# My goats wont eat fruits and veggies?



## rr89ca (Aug 28, 2015)

I saw there is a topic going about getting goats to eat brush, is the concept similar for fruits and veggies? Cut back the grain? I just want them to eat the ends of what im cooking for supper, lol. Carrots, lettuce, etc. Do some goats just not like this stuff?


----------



## deerbunnyfarm (Dec 14, 2015)

Nope. Contrary to popular belief, goats are picky eaters!! They all have their own preferences.


----------



## ShireRidgeFarm (Sep 24, 2015)

Some of my goats like fruits and veggies, others don't.  I usually don't force them to eat anything because I figure they've got a good reason for not eating that thing, and especially if it's brush I'd hate to force-feed them something I didn't realize was poisonous. 

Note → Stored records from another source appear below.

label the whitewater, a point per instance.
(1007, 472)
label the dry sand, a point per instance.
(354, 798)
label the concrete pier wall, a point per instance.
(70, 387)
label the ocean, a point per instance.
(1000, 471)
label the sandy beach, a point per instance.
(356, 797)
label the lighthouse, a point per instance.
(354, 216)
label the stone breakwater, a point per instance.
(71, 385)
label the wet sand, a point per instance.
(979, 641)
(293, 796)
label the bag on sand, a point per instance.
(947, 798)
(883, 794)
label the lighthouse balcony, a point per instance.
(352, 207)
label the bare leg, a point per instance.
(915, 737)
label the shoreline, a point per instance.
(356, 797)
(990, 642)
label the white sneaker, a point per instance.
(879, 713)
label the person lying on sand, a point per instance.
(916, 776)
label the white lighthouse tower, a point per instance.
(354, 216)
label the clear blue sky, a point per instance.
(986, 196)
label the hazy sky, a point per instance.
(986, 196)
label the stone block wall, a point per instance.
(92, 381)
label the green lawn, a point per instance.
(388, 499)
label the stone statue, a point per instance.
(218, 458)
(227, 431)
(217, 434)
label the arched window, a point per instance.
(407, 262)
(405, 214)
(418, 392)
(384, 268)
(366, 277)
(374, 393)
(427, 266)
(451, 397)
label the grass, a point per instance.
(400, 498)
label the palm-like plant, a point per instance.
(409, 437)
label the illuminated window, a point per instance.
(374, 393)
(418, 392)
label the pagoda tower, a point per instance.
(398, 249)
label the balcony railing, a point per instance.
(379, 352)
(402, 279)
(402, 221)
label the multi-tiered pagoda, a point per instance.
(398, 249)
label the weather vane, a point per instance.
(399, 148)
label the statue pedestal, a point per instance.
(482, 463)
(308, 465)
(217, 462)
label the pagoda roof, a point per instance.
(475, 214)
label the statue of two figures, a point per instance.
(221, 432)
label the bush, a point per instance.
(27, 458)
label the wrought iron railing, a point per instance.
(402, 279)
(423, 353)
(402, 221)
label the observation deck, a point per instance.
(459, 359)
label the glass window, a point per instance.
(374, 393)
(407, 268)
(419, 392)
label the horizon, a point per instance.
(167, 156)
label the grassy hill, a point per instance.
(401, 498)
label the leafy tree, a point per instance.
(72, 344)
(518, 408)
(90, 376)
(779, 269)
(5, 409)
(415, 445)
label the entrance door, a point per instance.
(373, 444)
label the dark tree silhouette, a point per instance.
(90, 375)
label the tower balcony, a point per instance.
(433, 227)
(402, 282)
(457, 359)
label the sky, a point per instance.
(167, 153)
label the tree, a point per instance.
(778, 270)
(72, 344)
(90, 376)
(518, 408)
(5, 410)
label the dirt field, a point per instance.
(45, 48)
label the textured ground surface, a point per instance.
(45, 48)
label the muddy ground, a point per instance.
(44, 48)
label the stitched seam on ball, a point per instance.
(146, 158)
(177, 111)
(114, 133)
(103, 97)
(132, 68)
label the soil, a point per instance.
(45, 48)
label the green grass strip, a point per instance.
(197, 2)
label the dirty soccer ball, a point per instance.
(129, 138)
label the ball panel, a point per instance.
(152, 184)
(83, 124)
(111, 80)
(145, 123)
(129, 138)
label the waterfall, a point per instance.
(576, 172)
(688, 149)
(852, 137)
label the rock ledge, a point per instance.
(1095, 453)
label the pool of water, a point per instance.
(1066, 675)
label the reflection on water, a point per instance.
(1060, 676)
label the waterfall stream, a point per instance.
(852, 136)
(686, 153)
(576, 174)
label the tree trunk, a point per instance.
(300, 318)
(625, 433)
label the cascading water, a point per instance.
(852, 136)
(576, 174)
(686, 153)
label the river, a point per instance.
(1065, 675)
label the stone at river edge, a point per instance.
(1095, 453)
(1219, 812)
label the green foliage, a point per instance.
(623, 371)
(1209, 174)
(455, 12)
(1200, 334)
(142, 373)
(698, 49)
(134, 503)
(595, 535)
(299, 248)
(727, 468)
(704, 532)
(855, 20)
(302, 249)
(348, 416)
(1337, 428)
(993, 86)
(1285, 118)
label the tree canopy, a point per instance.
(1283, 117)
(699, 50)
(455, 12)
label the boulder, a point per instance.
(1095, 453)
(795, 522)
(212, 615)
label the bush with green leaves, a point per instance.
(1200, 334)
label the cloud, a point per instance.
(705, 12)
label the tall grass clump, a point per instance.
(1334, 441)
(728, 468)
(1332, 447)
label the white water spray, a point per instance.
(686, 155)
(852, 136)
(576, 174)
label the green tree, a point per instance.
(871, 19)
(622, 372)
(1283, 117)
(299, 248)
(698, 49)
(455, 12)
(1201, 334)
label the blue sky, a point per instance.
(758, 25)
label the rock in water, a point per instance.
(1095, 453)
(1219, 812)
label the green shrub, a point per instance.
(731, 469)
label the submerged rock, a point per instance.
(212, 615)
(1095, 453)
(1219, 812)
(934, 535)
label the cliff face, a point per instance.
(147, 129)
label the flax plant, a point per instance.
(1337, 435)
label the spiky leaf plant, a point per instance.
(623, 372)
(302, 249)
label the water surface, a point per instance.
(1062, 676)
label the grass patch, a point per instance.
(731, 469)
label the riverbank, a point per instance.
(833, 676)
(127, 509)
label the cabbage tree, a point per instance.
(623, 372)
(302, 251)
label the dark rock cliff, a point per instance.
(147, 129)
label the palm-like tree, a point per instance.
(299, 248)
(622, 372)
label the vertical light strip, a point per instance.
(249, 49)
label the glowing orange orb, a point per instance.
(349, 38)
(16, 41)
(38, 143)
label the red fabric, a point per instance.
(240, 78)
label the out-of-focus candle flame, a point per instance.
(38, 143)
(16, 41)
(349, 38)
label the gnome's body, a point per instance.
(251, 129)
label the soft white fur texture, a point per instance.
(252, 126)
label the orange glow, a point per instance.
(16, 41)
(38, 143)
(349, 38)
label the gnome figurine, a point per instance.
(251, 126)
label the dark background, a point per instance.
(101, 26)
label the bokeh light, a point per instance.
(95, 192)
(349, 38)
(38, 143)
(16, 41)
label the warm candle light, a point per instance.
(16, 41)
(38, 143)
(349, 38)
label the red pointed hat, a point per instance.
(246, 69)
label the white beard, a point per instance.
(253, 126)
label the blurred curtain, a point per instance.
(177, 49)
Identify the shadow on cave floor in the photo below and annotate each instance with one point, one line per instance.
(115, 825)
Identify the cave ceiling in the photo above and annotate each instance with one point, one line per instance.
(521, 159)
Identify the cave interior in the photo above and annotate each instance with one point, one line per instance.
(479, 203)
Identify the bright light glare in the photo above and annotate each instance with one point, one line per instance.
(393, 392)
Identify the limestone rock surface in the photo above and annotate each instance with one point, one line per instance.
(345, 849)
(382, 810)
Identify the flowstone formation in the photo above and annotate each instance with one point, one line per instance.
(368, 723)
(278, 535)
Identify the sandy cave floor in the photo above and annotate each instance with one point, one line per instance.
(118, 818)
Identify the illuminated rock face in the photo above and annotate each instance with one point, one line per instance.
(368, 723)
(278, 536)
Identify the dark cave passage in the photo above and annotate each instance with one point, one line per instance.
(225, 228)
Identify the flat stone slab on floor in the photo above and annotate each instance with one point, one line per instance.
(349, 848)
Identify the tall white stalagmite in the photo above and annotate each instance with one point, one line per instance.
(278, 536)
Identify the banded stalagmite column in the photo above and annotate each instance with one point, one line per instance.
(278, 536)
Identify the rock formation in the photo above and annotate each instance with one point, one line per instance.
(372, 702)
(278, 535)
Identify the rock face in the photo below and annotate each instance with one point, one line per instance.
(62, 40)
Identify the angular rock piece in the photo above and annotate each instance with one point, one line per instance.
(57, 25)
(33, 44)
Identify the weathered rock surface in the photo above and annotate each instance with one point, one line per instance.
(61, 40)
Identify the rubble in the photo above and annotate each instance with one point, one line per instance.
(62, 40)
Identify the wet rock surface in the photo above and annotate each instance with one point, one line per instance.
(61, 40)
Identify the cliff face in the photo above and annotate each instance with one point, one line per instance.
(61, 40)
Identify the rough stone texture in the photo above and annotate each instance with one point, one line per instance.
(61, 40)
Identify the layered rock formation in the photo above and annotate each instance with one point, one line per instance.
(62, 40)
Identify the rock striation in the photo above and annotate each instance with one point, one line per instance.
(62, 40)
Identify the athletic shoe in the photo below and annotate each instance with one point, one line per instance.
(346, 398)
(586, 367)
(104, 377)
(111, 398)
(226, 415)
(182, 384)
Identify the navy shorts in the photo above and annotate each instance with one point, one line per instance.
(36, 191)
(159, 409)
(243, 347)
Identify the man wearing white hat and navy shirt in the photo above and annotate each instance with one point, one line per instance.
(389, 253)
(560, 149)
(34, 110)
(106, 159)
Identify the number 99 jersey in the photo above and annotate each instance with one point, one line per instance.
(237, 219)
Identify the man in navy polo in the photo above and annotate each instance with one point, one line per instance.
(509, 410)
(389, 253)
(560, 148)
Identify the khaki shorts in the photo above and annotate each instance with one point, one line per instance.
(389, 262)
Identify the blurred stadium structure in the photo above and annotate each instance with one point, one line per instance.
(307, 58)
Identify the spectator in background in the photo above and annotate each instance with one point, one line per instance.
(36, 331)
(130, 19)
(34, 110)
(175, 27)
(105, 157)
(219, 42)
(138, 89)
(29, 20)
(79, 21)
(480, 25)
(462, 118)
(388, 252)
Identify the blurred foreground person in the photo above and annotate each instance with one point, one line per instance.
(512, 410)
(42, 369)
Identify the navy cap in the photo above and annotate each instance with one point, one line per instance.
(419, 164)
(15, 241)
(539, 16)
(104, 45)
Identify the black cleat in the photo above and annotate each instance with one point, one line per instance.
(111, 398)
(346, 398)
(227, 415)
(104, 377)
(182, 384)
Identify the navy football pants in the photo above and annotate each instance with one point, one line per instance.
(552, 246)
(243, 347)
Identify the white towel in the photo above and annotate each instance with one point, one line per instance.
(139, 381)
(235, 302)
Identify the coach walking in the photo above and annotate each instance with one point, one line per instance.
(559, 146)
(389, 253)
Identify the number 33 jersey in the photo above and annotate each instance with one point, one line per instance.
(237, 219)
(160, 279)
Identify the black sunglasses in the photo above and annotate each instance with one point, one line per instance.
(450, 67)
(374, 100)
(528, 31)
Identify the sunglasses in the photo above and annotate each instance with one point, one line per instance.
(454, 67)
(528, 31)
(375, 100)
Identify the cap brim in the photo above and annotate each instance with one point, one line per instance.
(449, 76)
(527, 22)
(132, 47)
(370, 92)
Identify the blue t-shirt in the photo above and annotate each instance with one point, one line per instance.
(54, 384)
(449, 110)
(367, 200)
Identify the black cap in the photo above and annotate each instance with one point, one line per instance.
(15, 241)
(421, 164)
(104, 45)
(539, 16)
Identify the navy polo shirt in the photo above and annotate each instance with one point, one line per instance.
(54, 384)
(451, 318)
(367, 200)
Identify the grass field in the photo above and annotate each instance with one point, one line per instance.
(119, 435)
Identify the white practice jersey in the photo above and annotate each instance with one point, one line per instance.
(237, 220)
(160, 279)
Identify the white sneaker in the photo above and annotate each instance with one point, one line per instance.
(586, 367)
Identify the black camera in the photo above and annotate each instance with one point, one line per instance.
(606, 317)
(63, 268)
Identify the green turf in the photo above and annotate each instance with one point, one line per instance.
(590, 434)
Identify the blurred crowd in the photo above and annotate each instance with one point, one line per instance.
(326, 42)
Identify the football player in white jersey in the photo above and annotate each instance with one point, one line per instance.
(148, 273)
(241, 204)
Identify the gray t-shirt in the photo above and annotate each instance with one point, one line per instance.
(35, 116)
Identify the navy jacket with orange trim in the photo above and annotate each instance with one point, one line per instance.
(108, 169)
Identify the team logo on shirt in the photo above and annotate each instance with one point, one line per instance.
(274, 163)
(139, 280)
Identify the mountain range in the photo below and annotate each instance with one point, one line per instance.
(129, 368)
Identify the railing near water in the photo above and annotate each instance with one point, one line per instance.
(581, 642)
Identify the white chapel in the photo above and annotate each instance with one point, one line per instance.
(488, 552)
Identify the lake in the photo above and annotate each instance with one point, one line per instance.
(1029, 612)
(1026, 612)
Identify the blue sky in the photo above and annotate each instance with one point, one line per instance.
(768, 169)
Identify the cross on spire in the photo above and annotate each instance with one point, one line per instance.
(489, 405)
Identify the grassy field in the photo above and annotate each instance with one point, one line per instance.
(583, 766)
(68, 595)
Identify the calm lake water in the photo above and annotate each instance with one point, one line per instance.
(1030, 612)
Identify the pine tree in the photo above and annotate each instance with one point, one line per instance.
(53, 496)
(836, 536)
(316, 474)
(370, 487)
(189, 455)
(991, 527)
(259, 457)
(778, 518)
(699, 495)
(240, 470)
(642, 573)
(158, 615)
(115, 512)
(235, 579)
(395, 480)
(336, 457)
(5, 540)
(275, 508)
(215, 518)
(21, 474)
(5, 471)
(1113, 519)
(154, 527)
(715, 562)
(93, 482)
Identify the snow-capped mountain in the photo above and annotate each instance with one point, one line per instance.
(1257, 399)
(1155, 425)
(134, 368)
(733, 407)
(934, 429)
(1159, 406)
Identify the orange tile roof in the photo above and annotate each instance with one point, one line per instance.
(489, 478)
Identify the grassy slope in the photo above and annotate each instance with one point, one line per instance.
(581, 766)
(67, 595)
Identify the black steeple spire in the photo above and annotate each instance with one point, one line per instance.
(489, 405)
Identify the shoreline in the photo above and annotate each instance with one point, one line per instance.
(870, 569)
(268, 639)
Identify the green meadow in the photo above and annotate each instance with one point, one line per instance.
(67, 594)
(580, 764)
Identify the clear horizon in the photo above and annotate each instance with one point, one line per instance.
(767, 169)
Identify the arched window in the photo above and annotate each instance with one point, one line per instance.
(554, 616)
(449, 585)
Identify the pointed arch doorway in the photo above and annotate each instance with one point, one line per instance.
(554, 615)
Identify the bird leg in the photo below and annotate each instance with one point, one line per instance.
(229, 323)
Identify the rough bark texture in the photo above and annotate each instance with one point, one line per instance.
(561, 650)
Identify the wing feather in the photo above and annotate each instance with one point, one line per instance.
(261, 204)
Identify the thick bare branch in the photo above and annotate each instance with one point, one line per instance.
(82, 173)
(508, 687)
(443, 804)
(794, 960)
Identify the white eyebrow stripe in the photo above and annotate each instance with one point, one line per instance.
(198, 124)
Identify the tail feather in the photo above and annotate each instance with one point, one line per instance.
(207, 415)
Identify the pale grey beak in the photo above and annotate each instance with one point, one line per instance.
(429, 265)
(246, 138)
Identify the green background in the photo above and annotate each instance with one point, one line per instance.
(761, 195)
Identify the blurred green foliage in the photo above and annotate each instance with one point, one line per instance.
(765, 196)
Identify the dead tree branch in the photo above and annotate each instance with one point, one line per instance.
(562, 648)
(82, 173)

Chickens, on the other hand, will eat just about anything! That's who we send all our garden scraps and such to.


----------



## NyGoatMom (Jan 26, 2013)

I have a goat that will not even touch grass...only hay, leaves if they are fresh and have never touched the ground and her grain mix.My chickens on the other hand will eat anything.


----------



## Rise_and_Shine_Ranch (May 16, 2015)

I have to _make _ some of my goats try new things. They turn their nose up at anything that isn't hay or grain. I just wiggle a piece into their mouths and sure enough they like it! Before long, they will finish the veggie or fruit and keep gnawing on the stem/core. The first time I encountered this I couldn't believe it. They are just like human kids!


----------



## lottsagoats1 (Apr 12, 2014)

Mine won't touch fruit or veggies but love donuts, cookies and such like that. Pretty much like their owner (only I do love fruit). I can get them to eat apple sauce if I mix it in their soaked beet pulp, but that's the only way.


----------



## rr89ca (Aug 28, 2015)

Wow lol i was hoping to get the boogers to eat the veggie scraps, looks like ill need chickens now  my boyfriend is going to hate me!


----------



## wndngrvr (Dec 10, 2011)

Mine only want the scraps if they see me heading for the chicken coop with it. Mine also will not eat anything that is dirty and have their own list of things they like. That includes pumpkin or squash slices when we have it - some love tangerines. Goats are fussy unless they are maybe starving.


----------



## just_plain_bob (May 4, 2013)

i have a "treat cup" 
whenever they see it coming they get excited 
it's the only way i get them to try new thing


----------